It goes without saying that The Running Man, the Schwarzenegger sci-fi action film adapted from not-Stephen-King’s novel, is a prescient piece of work, predicting both terrible reality television (here more violent and with more game show trappings) and The Hunger Games. Except generally prescience goes hand-in-hand with coherence, and there’s little of that on offer here.
It’s not just that the action is incoherently shot (though, man, is it ever), it’s that the attempted satire is utterly disjointed. This is a gloriously violent movie that rebukes the idea of violence-as-entertainment, and it parodies the criticism of women for their sexual behaviour while hooking up its single female character, Amber (María Conchita Alonso) with her almost-rapist (Schwarzenegger, natch). It’s a biting satire snapping in all the wrong places.

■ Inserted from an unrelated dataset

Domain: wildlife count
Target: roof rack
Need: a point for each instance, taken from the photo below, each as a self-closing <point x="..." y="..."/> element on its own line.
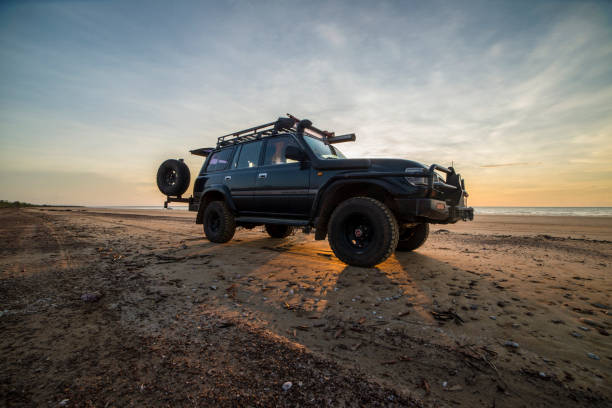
<point x="256" y="132"/>
<point x="290" y="123"/>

This doesn’t make The Running Man a bad movie, mind. It might not have much to say in the end, but there’s an inarticulate rage here that’s refreshing from films of this era. Its neon-noir, fake-futuristic aesthetic is an exemplar of the best kind of eighties cheese, and Schwarzenegger is as charismatic as ever in full bad-one-liners mode (eg responding with “Guess again,” to an exclamation of “Jesus Christ!”). Perhaps coherency is overrated.